8:55 Welcome and Introductions
9:00 North Carolina Sales and Use Tax: The Basics
Michael A. Hannah, North Carolina Department of Revenue, Raleigh
Applying North Carolina's sales and use tax statutes to clients' various business transactions can often present a major challenge to tax practitioners. While understanding the intricacies of the statutes and related interpretations by the North Carolina Department of Revenue (NCDOR) has always been somewhat difficult, changes that were enacted as part of tax reform by the General Assembly over the last decade —expansion of the sales tax base to include certain remote sales and some repair services, increase and modification of some exemptions, changes to certain definitions, varying effective dates, etc. — can be complicated and perplexing even to the most seasoned attorneys. This session discusses the important, recent changes to the sales and use tax statutes and the NCDOR's interpretation of them. Attendees can expect to hone their skills to better serve their clients and prevent unintended consequences that could arise from their business transactions.
10:01 North Carolina Department of Revenue Tax Audits and Appeals
Ronald D. Williams II, North Carolina Department of Justice, Raleigh
Receipt of a letter with a NCDOR return address can sometimes result in significant anxiety over the nature of the correspondence. If your client receives an audit notice, tax assessment or other notification from the NCDOR, you may very well get a panicked phone call from the client asking, "what do we do now?" Your understanding of the NCDOR appeals process is essential to providing calming, helpful advice to your client and working through the statutory requirements necessary to obtain an equitable and reasonable resolution of the issues for that client. This session explains audits, deficiency notices, appeals and other agency processes and offers suggestions for how best to work with NCDOR personnel when your client is notified of some issue with a tax filing.
11:11 North Carolina Corporate and Franchise Tax Law
Michael A. Hannah, Law Office of Michael A. Hannah, Siler City
The North Carolina General Assembly has enacted some of the most sweeping tax changes in history as part of tax reform during the last nine years.
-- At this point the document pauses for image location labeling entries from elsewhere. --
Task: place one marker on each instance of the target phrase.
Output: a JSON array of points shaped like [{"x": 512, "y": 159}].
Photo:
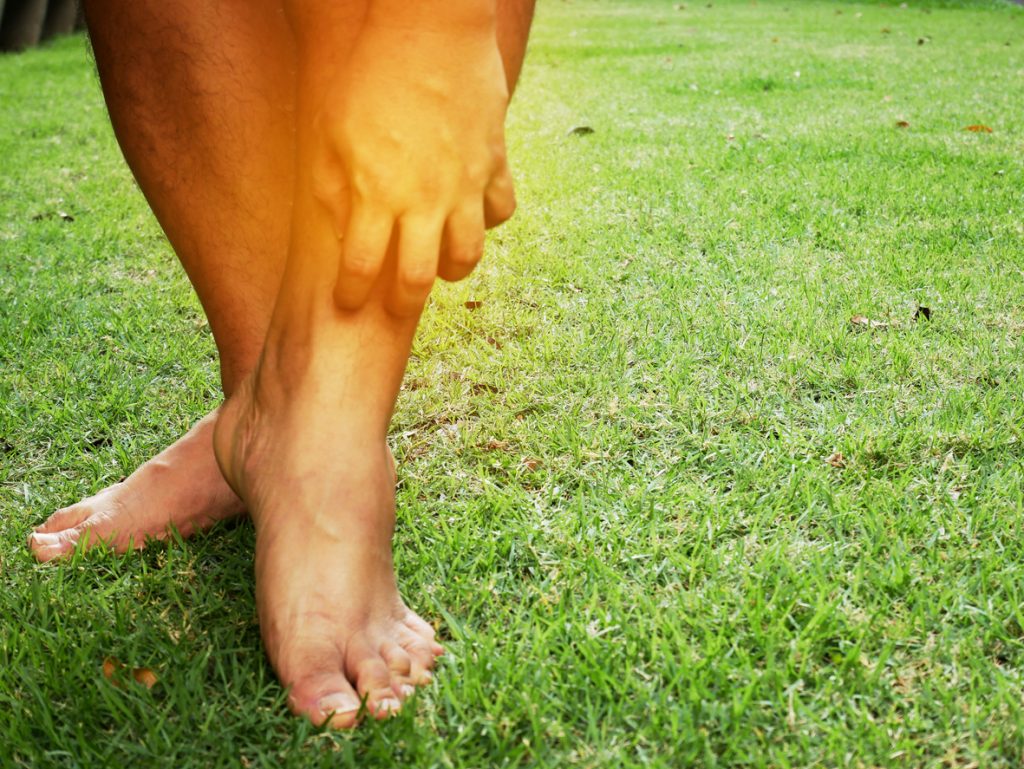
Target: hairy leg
[
  {"x": 202, "y": 100},
  {"x": 302, "y": 442}
]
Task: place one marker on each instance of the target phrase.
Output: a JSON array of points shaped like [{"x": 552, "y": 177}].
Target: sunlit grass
[{"x": 615, "y": 497}]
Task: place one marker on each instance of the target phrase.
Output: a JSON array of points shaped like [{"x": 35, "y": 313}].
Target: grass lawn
[{"x": 666, "y": 502}]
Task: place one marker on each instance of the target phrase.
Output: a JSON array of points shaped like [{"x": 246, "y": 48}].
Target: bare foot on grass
[
  {"x": 318, "y": 481},
  {"x": 181, "y": 487}
]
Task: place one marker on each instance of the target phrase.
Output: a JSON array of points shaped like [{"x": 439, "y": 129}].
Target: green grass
[{"x": 682, "y": 578}]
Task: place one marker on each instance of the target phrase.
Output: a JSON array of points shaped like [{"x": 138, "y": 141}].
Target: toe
[
  {"x": 46, "y": 547},
  {"x": 326, "y": 699},
  {"x": 422, "y": 659},
  {"x": 404, "y": 671},
  {"x": 373, "y": 681},
  {"x": 423, "y": 629},
  {"x": 325, "y": 694},
  {"x": 65, "y": 518}
]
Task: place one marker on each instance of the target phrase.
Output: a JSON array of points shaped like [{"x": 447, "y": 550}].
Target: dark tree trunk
[{"x": 60, "y": 16}]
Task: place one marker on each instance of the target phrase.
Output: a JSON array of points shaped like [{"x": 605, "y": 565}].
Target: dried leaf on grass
[
  {"x": 837, "y": 460},
  {"x": 859, "y": 322},
  {"x": 143, "y": 676}
]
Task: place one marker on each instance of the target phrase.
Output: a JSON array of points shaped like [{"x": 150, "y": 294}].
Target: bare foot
[
  {"x": 320, "y": 486},
  {"x": 180, "y": 486}
]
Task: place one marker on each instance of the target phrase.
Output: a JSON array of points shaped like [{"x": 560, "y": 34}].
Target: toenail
[
  {"x": 388, "y": 706},
  {"x": 338, "y": 702}
]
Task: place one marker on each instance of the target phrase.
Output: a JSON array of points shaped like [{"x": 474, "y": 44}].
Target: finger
[
  {"x": 363, "y": 252},
  {"x": 419, "y": 244},
  {"x": 499, "y": 198},
  {"x": 462, "y": 246}
]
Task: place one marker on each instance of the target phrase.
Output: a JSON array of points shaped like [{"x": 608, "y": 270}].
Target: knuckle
[
  {"x": 418, "y": 276},
  {"x": 468, "y": 255},
  {"x": 359, "y": 265},
  {"x": 503, "y": 208}
]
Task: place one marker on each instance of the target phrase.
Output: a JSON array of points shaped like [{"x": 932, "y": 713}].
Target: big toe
[
  {"x": 49, "y": 545},
  {"x": 64, "y": 518},
  {"x": 326, "y": 698}
]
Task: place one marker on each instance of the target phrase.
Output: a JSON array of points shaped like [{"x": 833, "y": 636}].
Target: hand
[{"x": 414, "y": 133}]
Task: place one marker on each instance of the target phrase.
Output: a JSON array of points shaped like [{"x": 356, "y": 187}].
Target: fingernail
[
  {"x": 388, "y": 706},
  {"x": 338, "y": 702}
]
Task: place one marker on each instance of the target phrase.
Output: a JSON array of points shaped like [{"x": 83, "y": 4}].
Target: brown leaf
[
  {"x": 144, "y": 676},
  {"x": 111, "y": 666},
  {"x": 859, "y": 322}
]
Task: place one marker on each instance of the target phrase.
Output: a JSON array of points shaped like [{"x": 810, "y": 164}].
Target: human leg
[
  {"x": 302, "y": 443},
  {"x": 201, "y": 97}
]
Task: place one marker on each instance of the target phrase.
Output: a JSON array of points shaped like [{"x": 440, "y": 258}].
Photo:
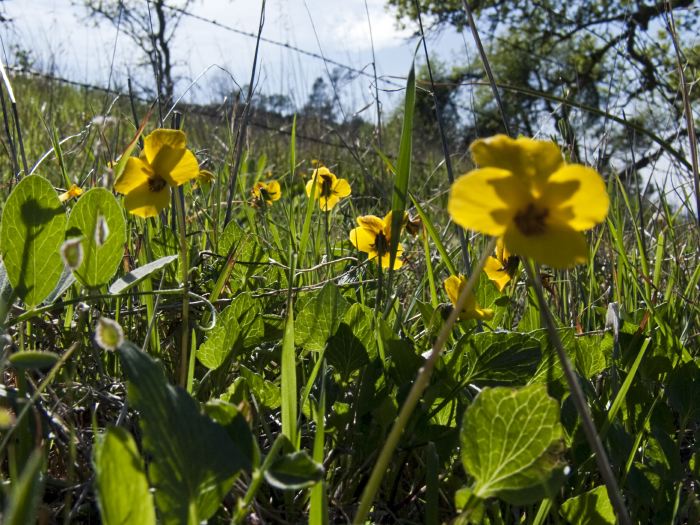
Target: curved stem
[
  {"x": 580, "y": 402},
  {"x": 185, "y": 268},
  {"x": 419, "y": 385}
]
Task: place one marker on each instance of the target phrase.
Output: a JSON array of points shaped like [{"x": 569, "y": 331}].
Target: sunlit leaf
[
  {"x": 123, "y": 495},
  {"x": 31, "y": 234},
  {"x": 512, "y": 443},
  {"x": 98, "y": 220}
]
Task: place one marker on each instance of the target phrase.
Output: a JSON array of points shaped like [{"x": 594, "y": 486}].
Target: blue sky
[{"x": 63, "y": 40}]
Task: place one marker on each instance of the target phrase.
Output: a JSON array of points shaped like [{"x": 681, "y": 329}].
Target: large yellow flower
[
  {"x": 165, "y": 162},
  {"x": 266, "y": 192},
  {"x": 329, "y": 188},
  {"x": 454, "y": 286},
  {"x": 373, "y": 236},
  {"x": 501, "y": 269},
  {"x": 526, "y": 193}
]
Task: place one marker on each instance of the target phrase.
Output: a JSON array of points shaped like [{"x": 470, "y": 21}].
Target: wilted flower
[
  {"x": 329, "y": 188},
  {"x": 501, "y": 269},
  {"x": 266, "y": 192},
  {"x": 373, "y": 236},
  {"x": 73, "y": 191},
  {"x": 454, "y": 286},
  {"x": 109, "y": 335},
  {"x": 526, "y": 193},
  {"x": 165, "y": 162}
]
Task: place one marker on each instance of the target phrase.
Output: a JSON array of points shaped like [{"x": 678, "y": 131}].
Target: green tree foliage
[{"x": 614, "y": 57}]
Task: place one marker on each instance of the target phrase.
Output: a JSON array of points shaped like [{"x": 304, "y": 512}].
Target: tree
[
  {"x": 614, "y": 57},
  {"x": 151, "y": 25}
]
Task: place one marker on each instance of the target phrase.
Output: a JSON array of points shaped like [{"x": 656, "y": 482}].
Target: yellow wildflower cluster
[{"x": 526, "y": 193}]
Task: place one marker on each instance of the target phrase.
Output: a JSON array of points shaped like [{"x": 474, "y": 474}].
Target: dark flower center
[
  {"x": 326, "y": 186},
  {"x": 155, "y": 184},
  {"x": 510, "y": 266},
  {"x": 381, "y": 244},
  {"x": 531, "y": 220}
]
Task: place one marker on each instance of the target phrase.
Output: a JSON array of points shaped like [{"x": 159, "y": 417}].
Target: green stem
[
  {"x": 257, "y": 478},
  {"x": 419, "y": 385},
  {"x": 580, "y": 402},
  {"x": 185, "y": 268}
]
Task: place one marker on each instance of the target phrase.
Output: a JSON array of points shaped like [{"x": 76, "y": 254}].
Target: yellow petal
[
  {"x": 322, "y": 171},
  {"x": 559, "y": 246},
  {"x": 341, "y": 188},
  {"x": 576, "y": 196},
  {"x": 173, "y": 139},
  {"x": 452, "y": 285},
  {"x": 485, "y": 200},
  {"x": 363, "y": 239},
  {"x": 187, "y": 168},
  {"x": 73, "y": 191},
  {"x": 483, "y": 314},
  {"x": 525, "y": 157},
  {"x": 143, "y": 202},
  {"x": 166, "y": 161},
  {"x": 328, "y": 203},
  {"x": 136, "y": 173},
  {"x": 371, "y": 223},
  {"x": 274, "y": 190},
  {"x": 495, "y": 272},
  {"x": 398, "y": 263},
  {"x": 309, "y": 187}
]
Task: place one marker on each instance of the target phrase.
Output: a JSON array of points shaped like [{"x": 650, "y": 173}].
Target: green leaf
[
  {"x": 590, "y": 508},
  {"x": 135, "y": 276},
  {"x": 320, "y": 318},
  {"x": 353, "y": 344},
  {"x": 239, "y": 326},
  {"x": 593, "y": 353},
  {"x": 26, "y": 492},
  {"x": 33, "y": 222},
  {"x": 227, "y": 415},
  {"x": 265, "y": 392},
  {"x": 512, "y": 443},
  {"x": 66, "y": 280},
  {"x": 684, "y": 391},
  {"x": 34, "y": 360},
  {"x": 294, "y": 471},
  {"x": 195, "y": 462},
  {"x": 496, "y": 358},
  {"x": 98, "y": 219},
  {"x": 123, "y": 495}
]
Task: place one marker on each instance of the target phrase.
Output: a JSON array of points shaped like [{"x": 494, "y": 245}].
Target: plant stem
[
  {"x": 580, "y": 401},
  {"x": 419, "y": 385},
  {"x": 257, "y": 478},
  {"x": 185, "y": 268}
]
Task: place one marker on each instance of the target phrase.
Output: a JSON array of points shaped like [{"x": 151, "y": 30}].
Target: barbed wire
[
  {"x": 208, "y": 111},
  {"x": 285, "y": 45}
]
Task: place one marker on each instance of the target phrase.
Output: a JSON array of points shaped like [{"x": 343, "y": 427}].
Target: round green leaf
[
  {"x": 512, "y": 443},
  {"x": 98, "y": 220},
  {"x": 31, "y": 234}
]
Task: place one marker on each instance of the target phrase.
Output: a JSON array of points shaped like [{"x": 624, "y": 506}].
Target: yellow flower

Corporate franchise and income taxes have been the subject of a significant number of those changes. In addition to substantial tax rate reductions, important modifications of the rules for determining taxable bases, apportionment, allocation, sourcing, etc. for corporations that conduct business in multiple states can substantially impact your clients. The changes mean tax practitioners need to understand and apply different rules to different tax years, further complicating tax filings and litigation strategy in the state. This presentation summarizes the many changes, how the NCDOR interprets and applies them to actual fact patterns, and how your corporate clients may be affected.
12:12 Lunch Break
12:42 Hot Topics in Multistate Taxation
Jeffrey A. Friedman, Eversheds Sutherland LLP, Washington, D.C.
Richard D. Pomp, University of Connecticut School of Law, Hartford, CT
During this session, listen as tax practitioners cover significant developments in state and local taxation, including recent litigation, legislation and audit trends.
1:45 Multistate Sales Tax
Jack A. Schmoll, Schmoll CPA PLLC, Charlotte
While there is some similarity in tax law from state to state, there are substantial differences that must be understood. This session touches on multistate sales tax issues that are directly impacting our clients right now. Then, presenters explore beyond nexus issues, discussing taxability of products, digital goods and services. Issues such as sales tax sourcing, the treatment of drop shippers and exemptions are also discussed.